Tip,

n.

A small sum of money given to someone for performing a service; a gratuity.

I miss tipping.

It was not always so. When I first visited America, I thought of tipping as an out of control ogre: a hideous cross between a hidden tax and highway robber. Nothing was ever its actual price. It was always 15% more; and then 7% tax; and then double it with the Aussie Dollar. Add that up, and you've got one poor and frustrated visitor to the land of the free.
I still remember, with some level of bitterness, carrying my own bags to the door of my cheap hotel room one winter in New York (which, by the way, was as cold as a meat locker) after which the porter - who merely pressed the elevator button - stood waiting for a tip.

You know it.

So does Nigel Richardson in the Herald's travel section last weekend. He bemoans: Excuse me, sir, where’s my tip? And he blames the Americans.
I don't.

Bemoan tipping that is.

After three years of living in New York, I actually miss tipping. Here in Australia, I feel like a cheapskate every time I simply sign the bottom line, and leave nothing extra.  I know that Australian waiters are on an award, and Americans rely on their tips etc. But it still feels wrong.

I think that tipping in the US - even the obligatory 15% - has created a culture where performance and service are pursued. To tip is to say 'well done'. And 'do that again next time I come'. It's a vote on performance. It is to restaurants what clapping is to theatre. And on the whole, waiters work hard to please; the servings are generous; the expectations are high and the food good. I certainly felt this when I drove a taxi. I worked hard to make it easier for someone to want to leave something extra. Performance coloured the ride.

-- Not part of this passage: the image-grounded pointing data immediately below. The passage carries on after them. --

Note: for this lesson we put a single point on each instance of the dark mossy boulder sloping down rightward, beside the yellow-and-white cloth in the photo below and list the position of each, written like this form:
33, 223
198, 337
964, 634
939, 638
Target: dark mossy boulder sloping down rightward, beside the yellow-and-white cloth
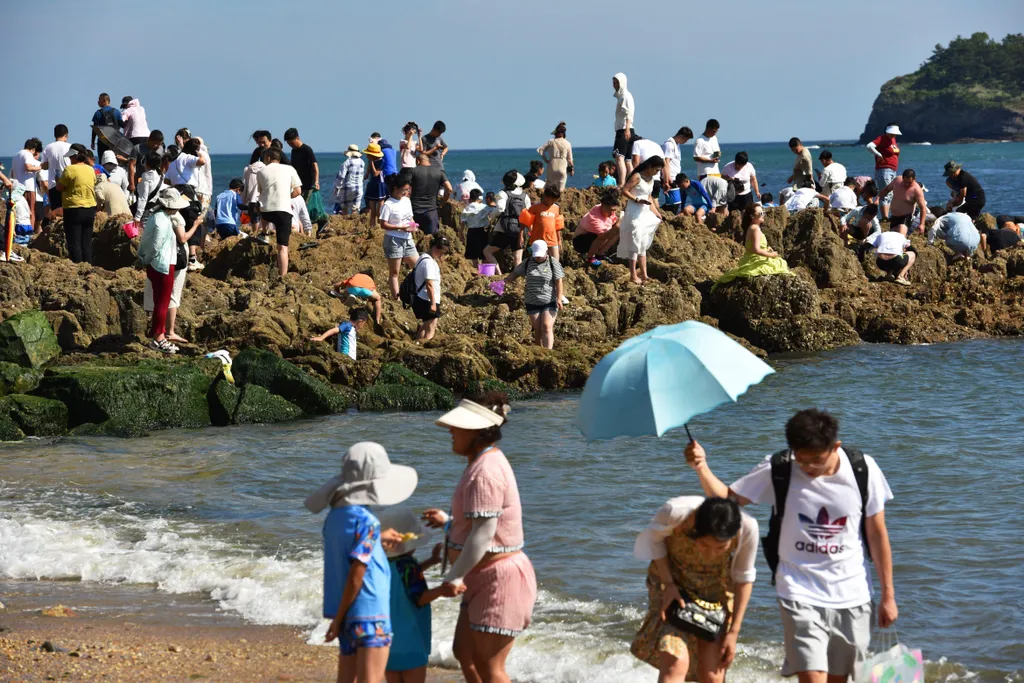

But tipping could never work in Churches, for so many reasons. Not least of which is that giving ought never to be the result of a better 'performance'. That is not why my God gave his son for me.

That is not to say that believers won't give to a vision. We will give to a clear proposal that honours and preaches Jesus. We may give a car and a home to a missionary on furlough. We may see the need for a strategic ministry, and decide to gather a group of people to fund it. We will give to relieve suffering when the needs are clear.

But none of that is about performance. It is never 15% of 'well done'. It is never clapping.

Having read the Corinthian correspondence, I can see why. The thing that stops giving becoming tipping is intentionality. We are urged to decide to give ahead of time. That is the nature of 'deciding' - it is choosing something before doing something.

Paul says in 2 Corinthians 9:7 that each one should give what he has decided to give. From the heart. Not 'reluctantly', nor 'under compulsion'. In 1 Corinthians 16:2, Paul urges each of his readers to set aside a sum of money on the first day of the week 'in keeping with his income'. In other words, Christian giving isn't done in accordance with performance, but according to how God has prospered. And it is decided upon, and set aside before the money is collected.

And Christian giving goes deeper too. Giving is built on the grace of Jesus who 'became poor, so that you through his poverty might become rich.' That's not 15% of 'well done'. It's 100% grace.
For a believer in Christ, our motivation to give freely is simply that we have received freely.

But I still miss tipping. Is that wrong?